WASSER: Genug für alle?

Die Vereinten Nationen erklärten den Zugang zu Wasser zum Menschenrecht. Aber Hunderte von Millionen haben zu wenig zum Trinken und Waschen. Auch weil das meiste Wasser für die Landwirtschaft verbraucht wird. Wie könnte die Lage verbessert werden?

Der Mensch verbraucht jährlich etwa 20 Kubikmeter Wasser zum Trinken und zur Hygiene – so viel passt in einen kleinen Lastwagen. Die Menge entspricht aber nur einem Bruchteil des wirklichen Verbrauchs. Die Produktion von Lebensmitteln verschluckt pro Kopf das Fünfundsiebzigfache: etwa 1500 Kubikmeter im Jahr.

Der Grund: In Nahrungsmitteln steckt enorm viel virtuelles Wasser, zwischen zwei und drei Kubikmeter in einem Kilogramm Brot und knapp sechs Kubikmeter in einem Kilogramm Schweinefleisch. „Wir essen das meiste Wasser“, sagt Alexander Zehnder, ein Spezialist für internationales Wassermanagement.

Der hohe virtuelle Verbrauch hat Folgen – auch für relativ wasserreiche Länder. Der WWF rechnete aus, dass Deutschland seinen aktuellen Wasserverbrauch – 159,5 Milliarden Kubikmeter pro Jahr – nur zu 50 Prozent aus eigenen Ressourcen deckt. Aus Brasilien wird Rindfleisch importiert, Kakao von der Elfenbeinküste – mitsamt dem Wasser, das in die Produktion geflossen ist. In der Schweiz sollen sogar 80 Prozent des Konsums von Wasserressourcen anderer Länder abhängen. Zehnder dazu: „Klimatisch und topographisch ist die Schweiz nicht imstande, genügend Nahrungsmittel für seine Bevölkerung zu produzieren. Autark könnte sie nur mit viel weniger Einwohnern sein.“

Virtuelles Wasser

Der britische Wissenschaftler John Anthony Allan formulierte das Konzept des virtuellen Wassers, das sich in grünes Regenwasser, blaues Bewässerungswasser und graues Abwasser unterteilt. Er versuchte damit, zur Entschärfung der drohenden Wasserkonflikte im Nahen Osten beizutragen. Aber im Zweistromland zanken sich die Staaten noch immer ums Süßwasser. Euphrat und Tigris fließen zwar durch den Irak und Syrien, aber die Flussquellen liegen in der Türkei. Das Land könnte den südlichen Nachbarn – theoretisch – den Wasserhahn zudrehen. Zwar garantieren Verträge bestimmte Durchflussmengen. Aber der Irak und Syrien beschweren sich, dass wegen der türkischen Staudämme bei ihnen zu wenig Wasser ankomme.

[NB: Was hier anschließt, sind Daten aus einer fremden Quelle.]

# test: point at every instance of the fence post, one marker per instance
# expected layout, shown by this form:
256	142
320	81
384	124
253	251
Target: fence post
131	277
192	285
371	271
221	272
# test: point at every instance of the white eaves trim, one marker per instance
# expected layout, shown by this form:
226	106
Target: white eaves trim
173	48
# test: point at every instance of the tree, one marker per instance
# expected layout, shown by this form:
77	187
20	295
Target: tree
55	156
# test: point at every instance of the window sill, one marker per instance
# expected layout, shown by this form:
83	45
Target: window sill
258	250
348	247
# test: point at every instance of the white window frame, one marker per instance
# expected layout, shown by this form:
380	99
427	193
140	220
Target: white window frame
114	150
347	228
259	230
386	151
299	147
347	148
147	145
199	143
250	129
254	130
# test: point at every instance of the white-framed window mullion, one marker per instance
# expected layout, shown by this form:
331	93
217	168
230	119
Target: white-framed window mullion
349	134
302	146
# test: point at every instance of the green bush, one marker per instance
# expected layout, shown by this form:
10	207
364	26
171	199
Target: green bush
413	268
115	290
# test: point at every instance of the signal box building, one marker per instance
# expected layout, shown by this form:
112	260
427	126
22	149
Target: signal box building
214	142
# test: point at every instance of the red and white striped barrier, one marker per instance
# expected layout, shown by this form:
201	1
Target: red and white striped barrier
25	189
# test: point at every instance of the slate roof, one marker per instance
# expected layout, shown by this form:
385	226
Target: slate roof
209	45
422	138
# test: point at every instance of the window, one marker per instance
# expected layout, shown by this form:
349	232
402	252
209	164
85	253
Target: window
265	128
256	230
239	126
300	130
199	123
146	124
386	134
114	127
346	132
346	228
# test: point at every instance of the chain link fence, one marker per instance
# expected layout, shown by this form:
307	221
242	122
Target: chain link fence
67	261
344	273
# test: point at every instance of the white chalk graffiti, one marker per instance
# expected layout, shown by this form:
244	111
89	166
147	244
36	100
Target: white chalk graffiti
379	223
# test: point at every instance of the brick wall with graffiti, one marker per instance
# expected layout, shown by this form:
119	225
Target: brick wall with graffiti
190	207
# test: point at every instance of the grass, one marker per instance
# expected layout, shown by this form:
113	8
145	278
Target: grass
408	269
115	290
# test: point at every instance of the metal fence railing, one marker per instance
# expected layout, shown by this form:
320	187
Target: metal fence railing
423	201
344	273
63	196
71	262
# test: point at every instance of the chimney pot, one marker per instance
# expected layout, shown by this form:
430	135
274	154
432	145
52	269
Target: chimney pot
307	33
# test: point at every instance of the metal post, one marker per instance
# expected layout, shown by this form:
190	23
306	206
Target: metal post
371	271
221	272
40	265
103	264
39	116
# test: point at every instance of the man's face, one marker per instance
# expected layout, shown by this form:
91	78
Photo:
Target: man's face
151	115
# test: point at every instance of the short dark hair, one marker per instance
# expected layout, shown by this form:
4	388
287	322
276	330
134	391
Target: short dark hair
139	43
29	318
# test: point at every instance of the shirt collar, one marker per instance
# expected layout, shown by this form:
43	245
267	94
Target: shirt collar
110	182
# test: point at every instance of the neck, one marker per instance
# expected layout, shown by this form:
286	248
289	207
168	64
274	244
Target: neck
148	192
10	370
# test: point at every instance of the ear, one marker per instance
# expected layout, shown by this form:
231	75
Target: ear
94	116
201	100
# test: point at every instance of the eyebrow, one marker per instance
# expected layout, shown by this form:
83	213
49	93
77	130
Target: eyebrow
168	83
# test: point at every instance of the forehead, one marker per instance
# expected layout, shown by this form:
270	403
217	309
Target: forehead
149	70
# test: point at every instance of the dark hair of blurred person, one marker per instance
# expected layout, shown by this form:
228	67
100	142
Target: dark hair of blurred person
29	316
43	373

Bei Konflikten wie diesem, erklärt Zehnder, gehe es stets um genügend Wasser für die Landwirtschaft – und somit für die Produktion von Nahrungsmitteln. Zwar könne die Nahrung auch importiert werden – die Landwirtschaft produziere global ja genug, um alle Menschen zu ernähren. Aber viele Länder hätten Angst, in politische Abhängigkeit zu geraten. Sie strebten daher einen möglichst hohen Grad der Selbstversorgung an.

Reiche Länder versuchen dieses Ziel mit Meerwasserentsalzung im großen Stil zu erreichen. Inzwischen werden vor allem Umkehrosmose-Anlagen gebaut: Hochdruckpumpen pressen das Meerwasser durch extrem feine Membranen, die das Salz herausfiltern. Die derzeit größte Anlage steht in Australien. Sie entsalzt täglich 450.000 Liter Wasser.

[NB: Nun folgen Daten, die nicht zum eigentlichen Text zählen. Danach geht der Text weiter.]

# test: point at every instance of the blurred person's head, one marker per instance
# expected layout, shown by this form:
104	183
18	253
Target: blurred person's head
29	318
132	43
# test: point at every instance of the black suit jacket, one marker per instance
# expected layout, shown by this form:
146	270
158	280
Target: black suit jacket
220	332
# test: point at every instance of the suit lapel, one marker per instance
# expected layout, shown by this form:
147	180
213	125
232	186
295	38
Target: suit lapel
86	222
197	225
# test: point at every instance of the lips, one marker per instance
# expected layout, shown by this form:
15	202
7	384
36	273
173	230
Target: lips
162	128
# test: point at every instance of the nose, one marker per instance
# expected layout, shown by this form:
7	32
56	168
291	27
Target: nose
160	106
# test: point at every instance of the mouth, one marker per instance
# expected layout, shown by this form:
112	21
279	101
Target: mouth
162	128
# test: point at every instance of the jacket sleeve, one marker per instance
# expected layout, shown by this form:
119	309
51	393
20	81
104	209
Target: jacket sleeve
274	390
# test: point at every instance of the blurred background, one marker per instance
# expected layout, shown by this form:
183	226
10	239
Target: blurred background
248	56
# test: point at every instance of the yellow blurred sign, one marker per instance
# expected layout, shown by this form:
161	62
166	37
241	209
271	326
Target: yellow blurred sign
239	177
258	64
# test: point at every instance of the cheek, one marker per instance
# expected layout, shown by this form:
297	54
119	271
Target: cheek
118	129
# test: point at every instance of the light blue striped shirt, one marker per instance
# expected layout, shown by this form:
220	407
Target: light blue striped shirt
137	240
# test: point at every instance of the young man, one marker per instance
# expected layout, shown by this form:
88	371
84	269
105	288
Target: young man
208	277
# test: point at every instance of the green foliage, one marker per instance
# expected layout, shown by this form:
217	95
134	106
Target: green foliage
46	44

Aber Entsalzung ist nicht die Lösung. Gegen sie spricht zum einen ihre schlechte Kohlendioxidbilanz. Saudi-Arabien verfeuere für seine Anlagen täglich 1,5 Millionen Barrel Öl, berichteten die Arab News 2010. Zwar entstehen erste Solaranlagen, aber weltweit dominieren immer noch die mit fossilen Brennstoffen betriebenen. Mit ihren CO2-Emissionen beschleunigen die Anlagen den Klimawandel. In dessen Folge verteilen sich die globalen Niederschlagsmengen noch ungleicher: Trockene Gebiete werden noch trockener.

Der zweite Nachteil der Entsalzung ist ein ökonomischer. Auch die besten Anlagen verbrauchen viel Energie, zwei Kilowattstunden pro Kubikmeter entsalztem Wasser. Dieser Wert könnte mit viel Aufwand unterboten werden, aber dann stoßen die Anlagen ans thermodynamische Limit. Weswegen Länder anfangen sich umzuorientieren: „Saudi-Arabien steigt schrittweise aus“, berichtet Zehnder. „Es importiert jetzt vermehrt Nahrungsmittel, weil das billiger ist.“

Entsalzung braucht Energie

Am Karlsruher Institut für Technologie (KIT) erproben Forscher eine neue Entsalzungsmethode. Sie soll Menschen, nicht die Landwirtschaft, mit Trinkwasser versorgen. Das Verfahren basiert auf den wundersa men Eigenschaften von Hydrogelen. Dieser Kunststoff aus dreidimensional vernetzten Polymerketten funktioniert im Prinzip wie eine Windel. Er kann enorm viel Flüssigkeit aufsaugen – bei Salzwasser das 50- bis 80-fache seines eigenen Gewichts. Aufgequollen ähnelt das Hydrogel dann einer Götterspeise, erläutert Johannes Höpfner vom Institut für Technische Chemie und Polymer-Chemie.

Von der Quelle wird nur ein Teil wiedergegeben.